For example, the processor(s) 508 may be configured to execute
computer-executable instructions of the various program modules,
applications, engines, or the like of the server 506 to cause or
facilitate various operations to be performed in accordance with
one or more embodiments of the disclosure. The processor(s) 508 may
include any suitable processing unit capable of accepting data as
input, processing the input data in accordance with stored
computer-executable instructions, and generating output data. The
processor(s) 508 may include any type of suitable processing unit
including, but not limited to, a central processing unit, a
microprocessor, a Reduced Instruction Set Computer (RISC)
microprocessor, a Complex Instruction Set Computer (CISC)
microprocessor, a microcontroller, an Application Specific
Integrated Circuit (ASIC), a Field-Programmable Gate Array (FPGA),
a System-on-a-Chip (SoC), a digital signal processor (DSP), and so
forth. Further, the processor(s) 508 may have any suitable
microarchitecture design that includes any number of constituent
components such as, for example, registers, multiplexers,
arithmetic logic units, cache controllers for controlling
read/write operations to cache memory, branch predictors, or the
like. The microarchitecture design of the processor(s) 508 may be
capable of supporting any of a variety of instruction sets.
[0047] Referring now to other illustrative components depicted as
being stored in the data storage 516, the O/S 520 may be loaded
from the data storage 516 into the memory 510 and may provide an
interface between other application software executing on the
server 506 and hardware resources of the server 506. More
specifically, the O/S 520 may include a set of computer-executable
instructions for managing hardware resources of the server 506 and
for providing common services to other application programs (e.g.,
managing memory allocation among various application programs). In
certain example embodiments, the O/S 520 may control execution of
one or more of the program modules depicted as being stored in the
data storage 516. The O/S 520 may include any operating system now
known or which may be developed in the future including, but not
limited to, any server operating system, any mainframe operating
system, or any other proprietary or non-proprietary operating
system.
[0048] The DBMS 522 may be loaded into the memory 510 and may
support functionality for accessing, retrieving, storing, and/or
manipulating data stored in the memory 510 and/or data stored in
the data storage 516. The DBMS 522 may use any of a variety of
database models (e.g., relational model, object model, etc.) and
may support any of a variety of query languages. The DBMS 522 may
access data represented in one or more data schemas and stored in
any suitable data repository.
[0049] The datastore(s) 530 (which may include the datastore(s)

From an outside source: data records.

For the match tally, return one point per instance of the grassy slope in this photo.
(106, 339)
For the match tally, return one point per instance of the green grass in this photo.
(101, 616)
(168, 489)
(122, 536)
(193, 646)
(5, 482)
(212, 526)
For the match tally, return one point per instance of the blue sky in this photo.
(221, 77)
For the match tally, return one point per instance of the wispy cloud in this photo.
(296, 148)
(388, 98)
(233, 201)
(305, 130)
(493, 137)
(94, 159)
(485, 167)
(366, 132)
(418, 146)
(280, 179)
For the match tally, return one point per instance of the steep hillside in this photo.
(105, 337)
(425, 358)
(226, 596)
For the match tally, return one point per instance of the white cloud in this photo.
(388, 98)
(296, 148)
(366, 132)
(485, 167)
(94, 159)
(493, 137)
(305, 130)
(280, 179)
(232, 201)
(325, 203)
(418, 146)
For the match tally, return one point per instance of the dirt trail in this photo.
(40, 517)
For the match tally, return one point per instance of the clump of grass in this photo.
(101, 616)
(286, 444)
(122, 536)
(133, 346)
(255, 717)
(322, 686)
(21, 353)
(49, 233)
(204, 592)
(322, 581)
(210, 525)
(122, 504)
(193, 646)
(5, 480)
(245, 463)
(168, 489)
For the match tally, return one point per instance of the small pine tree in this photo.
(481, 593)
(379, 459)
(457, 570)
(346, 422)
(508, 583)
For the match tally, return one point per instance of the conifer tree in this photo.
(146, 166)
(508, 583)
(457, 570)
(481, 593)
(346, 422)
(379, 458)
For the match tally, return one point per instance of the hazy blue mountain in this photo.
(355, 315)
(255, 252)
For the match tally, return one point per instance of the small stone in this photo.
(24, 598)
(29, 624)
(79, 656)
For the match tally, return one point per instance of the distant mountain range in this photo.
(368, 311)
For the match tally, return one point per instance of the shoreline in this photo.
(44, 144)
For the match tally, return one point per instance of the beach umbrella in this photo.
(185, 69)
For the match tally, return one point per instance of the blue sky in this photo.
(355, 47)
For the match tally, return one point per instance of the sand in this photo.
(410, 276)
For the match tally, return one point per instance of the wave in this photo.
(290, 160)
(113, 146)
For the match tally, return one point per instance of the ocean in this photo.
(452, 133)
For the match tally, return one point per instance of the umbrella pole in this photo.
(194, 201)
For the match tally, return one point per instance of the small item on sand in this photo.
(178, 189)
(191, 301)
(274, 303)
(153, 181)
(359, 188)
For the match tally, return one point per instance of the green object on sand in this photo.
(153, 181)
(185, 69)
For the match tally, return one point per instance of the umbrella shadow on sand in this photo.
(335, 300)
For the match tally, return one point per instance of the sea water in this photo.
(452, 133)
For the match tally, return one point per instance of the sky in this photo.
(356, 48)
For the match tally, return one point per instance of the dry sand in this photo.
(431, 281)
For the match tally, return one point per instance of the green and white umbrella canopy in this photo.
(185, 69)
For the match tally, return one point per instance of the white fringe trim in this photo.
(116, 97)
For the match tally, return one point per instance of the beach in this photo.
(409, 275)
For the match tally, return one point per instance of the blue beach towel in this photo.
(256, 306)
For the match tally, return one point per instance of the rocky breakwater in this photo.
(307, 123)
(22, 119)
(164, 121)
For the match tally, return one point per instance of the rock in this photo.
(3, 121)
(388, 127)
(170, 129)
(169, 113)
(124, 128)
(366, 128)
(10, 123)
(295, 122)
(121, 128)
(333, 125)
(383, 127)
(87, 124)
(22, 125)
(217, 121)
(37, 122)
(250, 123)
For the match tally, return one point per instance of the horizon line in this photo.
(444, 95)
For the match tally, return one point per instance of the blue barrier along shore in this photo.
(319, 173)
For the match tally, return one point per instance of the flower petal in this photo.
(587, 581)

208) may include, but are not limited to, databases (e.g.,
relational, object-oriented, etc.), file systems, flat files,
distributed datastores in which data is stored on more than one
node of a computer network, peer-to-peer network datastores, or the
like. The datastore(s) 530 may store various types of data such as,
for example, 3D simulated model data 532 (e.g., 3D CAD data),
feature representation and pose estimation/camera pose pairing data
534, and so forth.
[0050] Referring now to other illustrative components of the server
506, the input/output (I/O) interface(s) 512 may facilitate the
receipt of input information by the server 506 from one or more I/O
devices as well as the output of information from the server 506 to
the one or more I/O devices. The I/O devices may include any of a
variety of components such as a display or display screen having a
touch surface or touchscreen; an audio output device for producing
sound, such as a speaker; an audio capture device, such as a
microphone; an image and/or video capture device, such as a camera;
a haptic unit; and so forth. Any of these components may be
integrated into the server 506 or may be separate. The I/O devices
may further include, for example, any number of peripheral devices
such as data storage devices, printing devices, and so forth.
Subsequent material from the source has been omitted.